Die Widerständigkeit des Materials, das von Katinka Bock ohne weitere künstlerische Eingriffe wiederum in die Skulptur integriert wurde, fungiert auch hier als Außenhaut und Grenze zur Umwelt und wird als Aufzeichnungs- und Speichermedium herausgestellt. Wiederum neue Räume eröffnen und Zeitbezüge überkreuzen sich. Ein mediales Rauschen, ein historisches Rauschen der Vergangenheit wird vernehmbar, aus welchem sich Strukturen als historische Einschreibungen herausbilden. Architektonische Gebäudestrukturen überlagern sich mit Wahrnehmungs- und Imaginationsräumen. Das „Doppelleben der Spur“, wie Sybille Krämer es in Ihrem Beitrag „Immanenz und Transzendenz der Spur“ (2007) prägnant bezeichnete, ermöglicht, dass wir uns über das Sichtbare auf das Unsichtbare beziehen können und das Abwesende im Anwesenden stets mit thematisiert wird. Dieser Verweisungszusammenhang konstituiert Sinnbildung, die ihre Grundlage in den komplexen Ordnungsprozessen der Wahrnehmung hat, in welcher Wirklichkeit erst der Erfahrung entspringt und nicht als vornherein gegebene Welt allein wahrnehmend abzubilden wäre. Wenn wir also mehr sehen als das, was wir sehen, ist unsere Aufmerksamkeit an der Umgestaltung des Wahrnehmungsfeldes mitbeteiligt: Erhält ‚etwas als etwas‘ ein besonderes Gewicht oder tritt ‚etwas als etwas‘ hervor, kommt es vor einem ‚rauschenden‘ Hintergrund erst zur Erscheinung und nimmt eine prägnante Gestalt an (vgl. hierzu die Ausführungen des Phänomenologen Bernhard Waldenfels in „Das leibliche Selbst“ 2000, S. 62ff).

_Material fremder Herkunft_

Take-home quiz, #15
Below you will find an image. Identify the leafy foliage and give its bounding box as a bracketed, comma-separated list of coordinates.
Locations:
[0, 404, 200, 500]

Nun sind auch die Fotografien der Installation in der Kestnergesellschaft fixierte Ansichten. Damit stehen wir an der äußersten Grenze des (Ausstellungs-)Raumes und dem architektonischen Raum in dieser Fotografie mehr gegenüber als dass wir uns bereits in diesem befänden. Die gesamte Skulptur ist damit ebenso wenig zu erfassen wie ich diese in unmittelbarer Begegnung erfassen könnte. Doch im Raum drin-stehen und diesen auszuhalten, eröffnet ein anderes Ver-halten und damit auch ein verändertes Ver-stehen. Auch wenn sich durch die fotografischen Aufnahmen der Blick fokussiert und sich hierdurch ein neuer medialer Raum eröffnet, sich also neue Raumanschlüsse bieten, so wird unsere umfassendere Wahrnehmung dennoch auf unseren Gesichtssinn reduziert. An-sichten eröffnen demnach Ein-Sichten und unsere Bewegung durch den Raum lässt uns mit den Füßen sehen.
Das Phänomen der Raumgrenzen erforscht mit Ihren ortsbezogenen Arbeiten auch die Künstlerin Katinka Bock: „Der interessanteste Teil eines Raumes ist sein Rand, seine Grenze zu einem anderen Raum.“
Diese Produktivität, die sich innerhalb der Wahrnehmung abzeichnet, korrespondiert mit den künstlerischen Transformationsprozessen. Dass sich die Form in der Bewegung der Betrachtung um die dargelegte Skulptur herum verändert, also mehransichtig ausgerichtet ist, hat seine Entsprechung im grundlegenden Vorgehen der künstlerischen Formfindung durch die Künstlerin, das sich einerseits durch ein striktes Vorgehen, andererseits jedoch ohne vorherige Bestimmung der abschließenden Form kennzeichnen lässt. Das bedeutet: auch hier ist ein Moment der Offenheit prägend. Mit Keramikplatten umhüllte Objekte werden im Ofen gebrannt. Während die Objekte verbrennen, bleiben die Keramikplatten als Negativform der zerstörten Gegenstände zurück. Die Form der Skulptur entspringt einer solchen Formfindung, die ausgewählte Umhüllung wurde schließlich vergrößert. Die Negativform zeugt somit ebenfalls als Spur von der Abwesenheit des ursprünglichen Objektes und erschafft einen neuen Raum. Nimmt in dieser vergrößernden Nahaufnahme nun das Rauschen zu oder ab oder bleibt es gleich?
Ver-stehen wird möglich, indem wir selbst im Raum stehen und nicht diesem bloß gegenüber. Die Ausstellung soll eine Verlängerung bis zum 23. August 2020 erfahren, so dass sich die bisher verpasste Gelegenheit einer unmittelbaren Begegnung doch noch nachholen lässt.